Samochód, którym jako pasażer podróżował komendant główny policji Marek Boroń, dachował na autostradzie A1 w drodze do zalanych Głuchołazów. Prokuratura umorzyła to postępowanie, stwierdzając, że doszło do kolizji, a nie wypadku. Nie wie, jaka była prędkość BMW na drodze.
Przypomnijmy, że kilka tygodni temu Marek Boroń - który po wypadku z 14 września trafił na kilkanaście godzin do szpitala - odpowiadał na pytania Piotra Kraśki w TVN24. Przekonywał tam, że przyczyną groźnego wypadku na A1 BMW z szefem policji była pogoda i warunki drogowe. - Była fatalna pogoda. Nie chcę mówić o tym, czy ta prędkość była szybka. Wydaje mi się, że... nie było. Nie byłem kierowcą, więc nie mogę tego oceniać. Prokuratura temat wyjaśnia - mówił.

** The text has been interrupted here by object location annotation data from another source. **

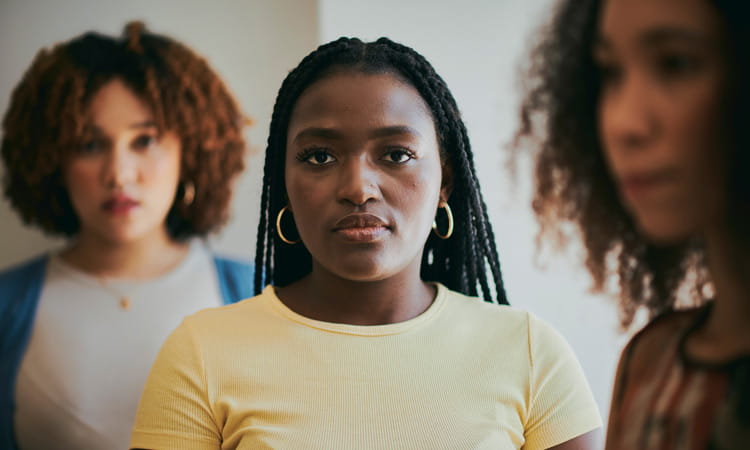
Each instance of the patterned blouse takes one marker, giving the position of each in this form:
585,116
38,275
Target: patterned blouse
664,399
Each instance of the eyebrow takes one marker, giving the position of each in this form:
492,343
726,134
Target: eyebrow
659,36
134,126
330,133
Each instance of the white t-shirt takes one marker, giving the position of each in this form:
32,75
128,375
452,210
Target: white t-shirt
87,361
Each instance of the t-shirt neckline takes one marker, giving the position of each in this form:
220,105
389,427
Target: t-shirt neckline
359,330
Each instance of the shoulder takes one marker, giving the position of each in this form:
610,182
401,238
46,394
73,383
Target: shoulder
658,340
233,265
29,271
235,278
661,333
513,327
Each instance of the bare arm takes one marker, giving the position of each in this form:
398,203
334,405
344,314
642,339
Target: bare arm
592,440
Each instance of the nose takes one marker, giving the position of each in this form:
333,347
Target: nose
120,167
627,118
358,182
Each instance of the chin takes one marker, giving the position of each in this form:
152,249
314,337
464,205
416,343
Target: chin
665,232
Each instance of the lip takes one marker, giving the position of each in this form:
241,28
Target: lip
119,204
361,228
638,184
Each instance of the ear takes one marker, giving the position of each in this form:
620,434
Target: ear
446,187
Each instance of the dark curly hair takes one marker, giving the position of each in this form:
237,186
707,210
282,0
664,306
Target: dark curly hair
573,185
46,117
465,261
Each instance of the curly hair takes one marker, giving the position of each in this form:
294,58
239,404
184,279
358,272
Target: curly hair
559,120
46,118
462,263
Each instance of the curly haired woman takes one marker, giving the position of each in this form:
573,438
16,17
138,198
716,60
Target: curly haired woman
645,147
129,148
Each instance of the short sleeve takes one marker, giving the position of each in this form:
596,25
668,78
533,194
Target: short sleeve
174,411
561,405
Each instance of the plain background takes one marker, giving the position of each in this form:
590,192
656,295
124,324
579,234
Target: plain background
477,46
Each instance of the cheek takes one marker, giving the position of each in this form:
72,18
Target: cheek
164,167
81,178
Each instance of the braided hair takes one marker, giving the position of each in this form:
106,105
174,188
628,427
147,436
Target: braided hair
461,262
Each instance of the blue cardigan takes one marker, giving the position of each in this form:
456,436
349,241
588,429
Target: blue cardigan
20,288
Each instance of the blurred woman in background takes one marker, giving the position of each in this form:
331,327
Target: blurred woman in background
641,109
128,147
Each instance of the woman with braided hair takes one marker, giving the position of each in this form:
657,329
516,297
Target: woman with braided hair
127,146
375,239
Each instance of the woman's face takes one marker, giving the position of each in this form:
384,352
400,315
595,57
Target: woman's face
661,112
123,178
363,174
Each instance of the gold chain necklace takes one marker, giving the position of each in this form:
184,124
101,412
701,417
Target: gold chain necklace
124,300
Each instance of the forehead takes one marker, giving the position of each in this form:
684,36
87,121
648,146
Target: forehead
354,100
629,19
114,103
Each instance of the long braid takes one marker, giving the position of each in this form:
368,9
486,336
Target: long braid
461,262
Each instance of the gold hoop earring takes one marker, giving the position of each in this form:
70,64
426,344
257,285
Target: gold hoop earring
188,193
449,213
278,227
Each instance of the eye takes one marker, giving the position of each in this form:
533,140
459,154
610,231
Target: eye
144,141
676,64
91,146
398,155
316,156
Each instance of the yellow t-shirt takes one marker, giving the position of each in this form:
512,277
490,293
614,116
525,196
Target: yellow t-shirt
464,374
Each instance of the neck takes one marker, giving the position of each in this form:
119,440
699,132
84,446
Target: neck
324,296
729,266
150,256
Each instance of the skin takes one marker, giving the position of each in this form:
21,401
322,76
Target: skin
362,144
122,183
366,144
661,113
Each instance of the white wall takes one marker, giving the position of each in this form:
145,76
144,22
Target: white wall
251,43
477,46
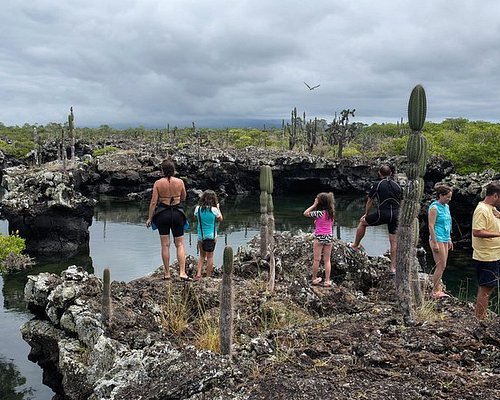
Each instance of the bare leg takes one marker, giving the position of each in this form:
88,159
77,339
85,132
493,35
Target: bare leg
392,252
201,260
317,249
440,258
165,254
181,255
483,295
210,263
360,233
327,252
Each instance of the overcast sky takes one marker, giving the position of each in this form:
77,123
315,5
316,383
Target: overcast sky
154,62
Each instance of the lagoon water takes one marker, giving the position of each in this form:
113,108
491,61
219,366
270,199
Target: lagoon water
120,241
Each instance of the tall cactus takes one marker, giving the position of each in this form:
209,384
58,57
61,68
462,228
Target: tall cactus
71,129
226,303
407,235
106,297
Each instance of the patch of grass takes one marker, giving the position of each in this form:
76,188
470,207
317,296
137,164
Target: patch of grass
105,150
175,312
427,312
207,335
278,315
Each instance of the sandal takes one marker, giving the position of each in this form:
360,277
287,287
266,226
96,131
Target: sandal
316,281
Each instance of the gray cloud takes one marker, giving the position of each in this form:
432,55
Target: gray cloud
154,62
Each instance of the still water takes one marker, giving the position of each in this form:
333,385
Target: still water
120,241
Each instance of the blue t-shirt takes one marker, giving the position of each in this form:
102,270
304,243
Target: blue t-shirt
442,226
208,221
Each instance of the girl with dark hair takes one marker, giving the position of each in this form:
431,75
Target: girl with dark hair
166,214
323,212
208,214
440,236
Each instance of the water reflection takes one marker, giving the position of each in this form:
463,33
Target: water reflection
120,240
10,381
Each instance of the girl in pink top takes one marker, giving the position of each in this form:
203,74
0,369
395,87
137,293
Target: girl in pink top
323,211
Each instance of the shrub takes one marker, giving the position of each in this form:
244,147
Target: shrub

Wypadek czy kolizja? Dachowanie wyglądało groźnie
I wyjaśniła. Prokuratura Okręgowa w Gliwicach umorzyła postępowanie, uznając, że doszło jedynie do kolizji a nie wypadku drogowego. Policja będzie prowadziła postępowanie pod kątem wykroczenia. Nieznana jest prędkość, z jaką poruszało się BMW tuż przed dachowaniem w miejscowości Szałszy w gminie Zbrosławice (powiat tarnogórski). Zniszczenia samochodu były duże. Według nieoficjalnych informacji dziennikarzy, Boroń i dwóch pasażerów odnieśli dość poważne obrażenia. Później KGP informowała, że komendantowi głównemu nic poważnego nie dolega i nie wymaga hospitalizacji. Boroń we wrześniu po wypadku uczestniczył w posiedzeniach rządowego sztabu kryzysowego - na miejscu i online.
"Z uzyskanej opinii sądowo-lekarskiej wynika, że obaj pokrzywdzeni odnieśli obrażenia naruszające prawidłowe czynności narządów ciała na okres poniżej 7 dni, to jest odpowiadające skutkom określonym w art. 157 par. 2 kk. W przedmiotowej sprawie nie został zatem spełniony warunek konieczny do przyjęcia, że doszło do realizacji znamion występku określonego w art. 177 par. 1 kk (spowodowania wypadku komunikacyjnego)" - przekazała Prokuratura Okręgowa w Gliwicach Polskiej Agencji Prasowej.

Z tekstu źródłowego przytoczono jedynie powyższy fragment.